The Kite Data module is a set of APIs for interacting with data in Hadoop, specifically direct reading and writing of datasets in storage subsystems such as the Hadoop Distributed FileSystem (HDFS).

These APIs do not replace or supersede any of the existing Hadoop APIs. Instead, the Data module streamlines application of those APIs. You still use HDFS and Avro APIs directly when needed. The Kite Data module reflects best practices for default choices, data organization, and metadata system integration.

The Data module makes specific design choices that guide you toward well known patterns that make sense for most use cases. If you have advanced or niche use cases, this module might not be the best choice.

Limiting your options is not the goal. The Kite Data module is designed to be immediately useful, obvious, and in line with what most users do most frequently. Whenever revealing an option creates complexity, or otherwise requires you to research and assess additional choices, the option is omitted.

These APIs easily fit in with dependency injection frameworks such as Spring and Google Guice. You can use constructor injection when using these kinds of systems. Alternatively, if you prefer not to use DI frameworks, you can use the builder-style helper classes that come with many of the critical classes. By convention, these builders are always inner static classes named Builder, contained within their constituent classes.

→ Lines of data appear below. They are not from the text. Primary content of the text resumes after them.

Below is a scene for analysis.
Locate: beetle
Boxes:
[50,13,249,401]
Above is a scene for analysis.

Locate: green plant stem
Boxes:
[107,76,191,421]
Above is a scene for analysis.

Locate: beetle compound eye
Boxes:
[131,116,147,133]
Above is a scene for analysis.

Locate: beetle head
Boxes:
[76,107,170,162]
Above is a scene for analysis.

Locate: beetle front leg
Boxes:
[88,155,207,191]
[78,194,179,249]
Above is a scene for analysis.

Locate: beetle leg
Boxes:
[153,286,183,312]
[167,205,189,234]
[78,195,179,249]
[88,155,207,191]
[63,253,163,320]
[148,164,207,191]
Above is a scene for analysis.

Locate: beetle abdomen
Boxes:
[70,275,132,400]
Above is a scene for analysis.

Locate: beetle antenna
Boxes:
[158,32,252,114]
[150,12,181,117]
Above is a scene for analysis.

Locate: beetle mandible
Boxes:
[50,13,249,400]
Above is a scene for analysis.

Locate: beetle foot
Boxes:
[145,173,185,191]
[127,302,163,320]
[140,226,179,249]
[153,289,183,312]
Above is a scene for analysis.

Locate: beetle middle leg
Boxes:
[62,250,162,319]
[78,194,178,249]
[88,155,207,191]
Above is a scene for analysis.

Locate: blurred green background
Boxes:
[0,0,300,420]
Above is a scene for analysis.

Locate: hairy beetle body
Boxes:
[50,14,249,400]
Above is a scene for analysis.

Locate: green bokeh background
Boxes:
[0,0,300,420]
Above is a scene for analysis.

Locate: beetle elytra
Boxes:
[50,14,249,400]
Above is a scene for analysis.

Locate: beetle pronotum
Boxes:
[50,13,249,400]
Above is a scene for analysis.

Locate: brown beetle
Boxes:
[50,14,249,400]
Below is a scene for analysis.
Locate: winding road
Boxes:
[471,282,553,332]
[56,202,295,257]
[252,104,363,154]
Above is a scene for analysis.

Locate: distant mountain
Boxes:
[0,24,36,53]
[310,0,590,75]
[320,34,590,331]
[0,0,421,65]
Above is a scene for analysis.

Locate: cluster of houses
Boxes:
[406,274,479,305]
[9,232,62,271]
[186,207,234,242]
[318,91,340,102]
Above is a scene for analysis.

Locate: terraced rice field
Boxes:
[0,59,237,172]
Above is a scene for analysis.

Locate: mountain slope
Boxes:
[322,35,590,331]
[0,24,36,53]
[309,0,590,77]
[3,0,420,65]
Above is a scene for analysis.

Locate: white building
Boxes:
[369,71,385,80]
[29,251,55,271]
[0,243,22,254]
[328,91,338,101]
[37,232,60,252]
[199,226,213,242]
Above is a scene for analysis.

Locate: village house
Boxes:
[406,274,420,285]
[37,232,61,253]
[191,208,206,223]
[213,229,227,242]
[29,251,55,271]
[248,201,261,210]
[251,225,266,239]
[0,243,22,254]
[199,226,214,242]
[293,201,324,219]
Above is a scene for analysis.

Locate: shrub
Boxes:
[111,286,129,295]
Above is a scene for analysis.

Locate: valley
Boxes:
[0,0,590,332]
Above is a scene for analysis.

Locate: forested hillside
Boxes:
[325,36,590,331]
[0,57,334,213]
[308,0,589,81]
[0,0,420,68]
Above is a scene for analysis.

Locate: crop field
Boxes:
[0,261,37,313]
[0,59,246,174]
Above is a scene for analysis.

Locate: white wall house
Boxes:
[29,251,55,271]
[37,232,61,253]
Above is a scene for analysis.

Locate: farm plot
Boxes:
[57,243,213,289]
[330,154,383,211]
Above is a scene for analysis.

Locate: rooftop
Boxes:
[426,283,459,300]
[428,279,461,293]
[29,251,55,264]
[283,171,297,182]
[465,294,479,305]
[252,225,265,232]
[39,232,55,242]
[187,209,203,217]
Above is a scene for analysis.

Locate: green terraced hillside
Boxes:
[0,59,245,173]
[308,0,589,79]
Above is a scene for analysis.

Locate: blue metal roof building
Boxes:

The primary actors in the Data module are:

  • entities
  • schemas
  • datasets
  • partitioning strategies
  • dataset descriptors
  • dataset repositories

Many of these objects are interfaces, permitting multiple implementations, each with different functionality. The current release contains an implementation of each of these components for the Hadoop FileSystem abstraction (found in the org.kitesdk.data.filesystem package), for Hive (found in the org.kitesdk.data.hcatalog package), and for HBase (see the section about Dataset Repository URIs for how to access it).

While, in theory, any implementation of Hadoop’s FileSystem abstract class is supported by the Kite Data module, only the local and HDFS filesystem implementations are tested and officially supported.

Entities

An entity is a single record in a dataset. The name entity is a better term than record, because record sounds as if it is a simple list of primitives, while entity sounds more like a Plain Old Java Object, or POJO, (see POJO in Wikipedia) that could contain maps, lists, or other POJOs. That said, entity and record are often used interchangeably when talking about datasets.

Entities can be simple types, representing data structures with a few string attributes, or as complex as required.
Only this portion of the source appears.